In de brandbrief schrijven drie wethouders namens alle gemeenten over een peuter die zich volgens hen te lang in een onveilige situatie bevindt. Het meisje van 3,5 jaar moet nog een halfjaar wachten totdat ze in veiligheid gebracht kan worden.

Het jonge meisje woont met haar moeder die geen onderdak meer heeft en volgens instanties suïcidaal overkomt. Moeder en kind werden pas na een traject van 207 dagen ondertoezichtstelling geplaatst en kunnen ze in een instelling terecht. Echter heeft het meisje in de tussentijd een ontwikkelingsachterstand opgelopen. Tijd die volgens de schrijvende wethouders niet meer kan worden ingehaald.
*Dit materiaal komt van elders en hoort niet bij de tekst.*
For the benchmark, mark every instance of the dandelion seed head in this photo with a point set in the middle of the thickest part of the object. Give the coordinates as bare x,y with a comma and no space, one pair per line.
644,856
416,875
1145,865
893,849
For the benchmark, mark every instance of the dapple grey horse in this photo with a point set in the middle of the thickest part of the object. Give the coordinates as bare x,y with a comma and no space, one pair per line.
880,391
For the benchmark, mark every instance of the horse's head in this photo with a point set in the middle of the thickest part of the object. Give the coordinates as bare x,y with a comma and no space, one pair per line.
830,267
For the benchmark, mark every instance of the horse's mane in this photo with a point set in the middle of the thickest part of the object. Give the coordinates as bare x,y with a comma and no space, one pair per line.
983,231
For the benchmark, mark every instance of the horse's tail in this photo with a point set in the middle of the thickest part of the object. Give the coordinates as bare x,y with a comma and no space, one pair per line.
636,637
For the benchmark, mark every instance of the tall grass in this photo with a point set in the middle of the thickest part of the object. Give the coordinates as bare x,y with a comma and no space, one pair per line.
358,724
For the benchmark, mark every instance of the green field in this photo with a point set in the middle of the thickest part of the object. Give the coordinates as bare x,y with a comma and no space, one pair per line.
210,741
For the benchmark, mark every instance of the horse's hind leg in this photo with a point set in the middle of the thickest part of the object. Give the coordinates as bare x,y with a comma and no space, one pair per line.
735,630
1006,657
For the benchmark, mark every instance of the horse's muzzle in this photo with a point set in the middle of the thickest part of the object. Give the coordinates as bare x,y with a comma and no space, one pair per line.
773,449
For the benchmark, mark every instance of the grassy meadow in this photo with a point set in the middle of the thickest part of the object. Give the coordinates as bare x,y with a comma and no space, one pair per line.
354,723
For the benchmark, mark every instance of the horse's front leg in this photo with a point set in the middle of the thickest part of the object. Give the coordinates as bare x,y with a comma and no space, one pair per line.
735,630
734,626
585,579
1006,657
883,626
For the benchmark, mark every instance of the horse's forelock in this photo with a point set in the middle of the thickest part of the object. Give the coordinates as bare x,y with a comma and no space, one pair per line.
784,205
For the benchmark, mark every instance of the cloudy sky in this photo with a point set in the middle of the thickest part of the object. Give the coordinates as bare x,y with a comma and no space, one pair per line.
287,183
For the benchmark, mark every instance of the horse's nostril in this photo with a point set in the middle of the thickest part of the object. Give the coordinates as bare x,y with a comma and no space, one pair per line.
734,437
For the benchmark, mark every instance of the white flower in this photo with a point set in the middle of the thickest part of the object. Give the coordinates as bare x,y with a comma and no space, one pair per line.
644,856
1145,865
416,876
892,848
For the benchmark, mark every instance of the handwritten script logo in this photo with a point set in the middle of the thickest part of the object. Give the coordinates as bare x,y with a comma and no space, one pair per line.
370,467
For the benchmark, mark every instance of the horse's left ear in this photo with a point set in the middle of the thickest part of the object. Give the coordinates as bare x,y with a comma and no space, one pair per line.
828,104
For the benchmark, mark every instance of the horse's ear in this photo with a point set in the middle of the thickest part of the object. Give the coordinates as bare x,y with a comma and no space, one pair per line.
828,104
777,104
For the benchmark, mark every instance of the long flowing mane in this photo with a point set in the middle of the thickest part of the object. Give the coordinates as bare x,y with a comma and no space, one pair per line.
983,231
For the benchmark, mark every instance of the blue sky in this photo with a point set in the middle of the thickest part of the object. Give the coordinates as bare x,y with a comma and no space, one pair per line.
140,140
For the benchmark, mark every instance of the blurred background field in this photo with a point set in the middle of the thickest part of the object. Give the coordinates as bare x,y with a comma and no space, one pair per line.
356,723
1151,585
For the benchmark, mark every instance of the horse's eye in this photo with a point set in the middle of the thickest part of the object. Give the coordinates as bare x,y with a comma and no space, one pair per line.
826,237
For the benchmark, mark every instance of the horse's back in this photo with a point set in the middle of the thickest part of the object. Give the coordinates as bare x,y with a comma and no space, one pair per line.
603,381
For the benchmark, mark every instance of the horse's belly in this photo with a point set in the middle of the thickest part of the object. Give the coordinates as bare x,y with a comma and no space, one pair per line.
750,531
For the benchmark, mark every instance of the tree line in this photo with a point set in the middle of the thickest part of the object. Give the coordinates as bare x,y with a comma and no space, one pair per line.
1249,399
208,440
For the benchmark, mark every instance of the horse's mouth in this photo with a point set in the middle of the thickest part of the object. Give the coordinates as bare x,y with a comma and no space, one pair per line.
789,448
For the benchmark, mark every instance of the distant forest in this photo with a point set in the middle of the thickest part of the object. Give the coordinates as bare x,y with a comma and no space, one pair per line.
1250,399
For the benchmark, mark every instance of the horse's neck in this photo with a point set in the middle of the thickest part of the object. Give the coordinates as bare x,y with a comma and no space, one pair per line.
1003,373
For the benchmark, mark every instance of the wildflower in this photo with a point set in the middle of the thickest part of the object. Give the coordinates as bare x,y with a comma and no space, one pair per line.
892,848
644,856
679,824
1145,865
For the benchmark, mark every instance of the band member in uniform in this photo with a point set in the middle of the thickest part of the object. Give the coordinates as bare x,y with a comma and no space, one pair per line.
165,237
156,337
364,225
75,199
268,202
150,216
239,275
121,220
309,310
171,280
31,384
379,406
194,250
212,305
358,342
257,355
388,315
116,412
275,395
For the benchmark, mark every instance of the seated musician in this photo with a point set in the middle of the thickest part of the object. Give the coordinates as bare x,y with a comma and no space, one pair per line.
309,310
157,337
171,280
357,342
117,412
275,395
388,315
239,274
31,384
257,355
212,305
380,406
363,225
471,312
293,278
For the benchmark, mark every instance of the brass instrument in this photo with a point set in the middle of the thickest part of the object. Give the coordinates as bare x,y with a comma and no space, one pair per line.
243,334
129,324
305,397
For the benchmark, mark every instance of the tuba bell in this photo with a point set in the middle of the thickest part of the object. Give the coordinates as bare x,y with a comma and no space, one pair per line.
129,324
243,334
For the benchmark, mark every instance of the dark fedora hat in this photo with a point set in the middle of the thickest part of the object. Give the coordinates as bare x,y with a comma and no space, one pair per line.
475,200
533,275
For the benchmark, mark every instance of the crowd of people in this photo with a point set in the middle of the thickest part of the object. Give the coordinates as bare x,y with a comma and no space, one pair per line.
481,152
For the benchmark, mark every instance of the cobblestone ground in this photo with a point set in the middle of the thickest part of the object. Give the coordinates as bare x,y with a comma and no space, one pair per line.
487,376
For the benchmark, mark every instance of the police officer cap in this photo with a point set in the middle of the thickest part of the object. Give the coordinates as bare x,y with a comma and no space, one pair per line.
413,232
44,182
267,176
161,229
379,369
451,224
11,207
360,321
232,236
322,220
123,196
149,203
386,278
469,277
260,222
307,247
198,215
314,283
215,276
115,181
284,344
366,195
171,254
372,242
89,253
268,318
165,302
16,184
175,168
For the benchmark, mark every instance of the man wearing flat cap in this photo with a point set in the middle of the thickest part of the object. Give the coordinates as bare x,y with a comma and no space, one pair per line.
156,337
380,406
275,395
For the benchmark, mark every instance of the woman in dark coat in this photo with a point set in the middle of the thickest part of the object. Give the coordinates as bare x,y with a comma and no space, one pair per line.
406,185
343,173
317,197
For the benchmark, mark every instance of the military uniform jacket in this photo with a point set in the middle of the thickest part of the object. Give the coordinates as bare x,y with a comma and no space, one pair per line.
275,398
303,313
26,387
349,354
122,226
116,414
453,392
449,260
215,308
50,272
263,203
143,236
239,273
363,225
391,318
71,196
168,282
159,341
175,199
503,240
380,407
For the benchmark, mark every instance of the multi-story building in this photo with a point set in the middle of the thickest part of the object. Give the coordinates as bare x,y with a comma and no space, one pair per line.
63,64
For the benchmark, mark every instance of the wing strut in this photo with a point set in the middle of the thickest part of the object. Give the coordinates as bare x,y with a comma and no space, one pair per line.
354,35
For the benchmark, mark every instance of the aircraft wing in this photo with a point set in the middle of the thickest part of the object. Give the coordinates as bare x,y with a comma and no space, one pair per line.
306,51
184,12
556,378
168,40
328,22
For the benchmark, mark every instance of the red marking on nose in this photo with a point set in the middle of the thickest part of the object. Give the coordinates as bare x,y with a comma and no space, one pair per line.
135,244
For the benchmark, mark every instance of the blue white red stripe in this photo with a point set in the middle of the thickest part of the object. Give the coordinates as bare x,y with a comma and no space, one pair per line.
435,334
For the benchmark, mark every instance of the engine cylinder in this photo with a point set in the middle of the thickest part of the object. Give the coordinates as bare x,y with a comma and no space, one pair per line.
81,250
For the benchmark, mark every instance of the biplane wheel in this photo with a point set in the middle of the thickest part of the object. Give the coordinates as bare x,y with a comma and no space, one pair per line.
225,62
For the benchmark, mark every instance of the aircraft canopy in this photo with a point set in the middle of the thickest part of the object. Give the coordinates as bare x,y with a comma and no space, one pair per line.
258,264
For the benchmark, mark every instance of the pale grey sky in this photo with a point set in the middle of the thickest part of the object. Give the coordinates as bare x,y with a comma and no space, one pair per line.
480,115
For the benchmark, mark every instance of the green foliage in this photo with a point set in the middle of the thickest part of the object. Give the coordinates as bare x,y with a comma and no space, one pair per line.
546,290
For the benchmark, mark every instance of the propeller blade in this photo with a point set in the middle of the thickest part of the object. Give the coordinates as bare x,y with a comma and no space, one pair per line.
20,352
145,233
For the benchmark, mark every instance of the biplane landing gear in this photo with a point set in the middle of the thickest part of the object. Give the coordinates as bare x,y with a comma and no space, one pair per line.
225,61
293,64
“We hebben als gemeentes weliswaar de regie over de jeugdzorg, maar we voelen ons met handen en voeten gebonden omdat we geen invloed hebben op justitiële partners, noch op de eisen die inspecties stellen”, aldus de briefschrijvers. Elke jeugdbeschermingsorganisatie werkt namelijk met andere kaders en er zijn te veel verschillende niveaus waarmee gewerkt moet worden. Niet in het belang van het kind, zeggen de wethouders. Ze vinden dat dit leidt tot te lange doorlooptijden, waardoor het kind onnodig lang stil blijft zitten.

De gemeenten doen een beroep op Van Rijn om de kinderbescherming beter en efficiënter in te richten. Het gaat hen niet om extra geld, maar om het inrichten van één primair proces waarbij gemeenten de mogelijkheid moeten krijgen om zelf naar de rechter te stappen voor een verzoek tot kinderbescherming.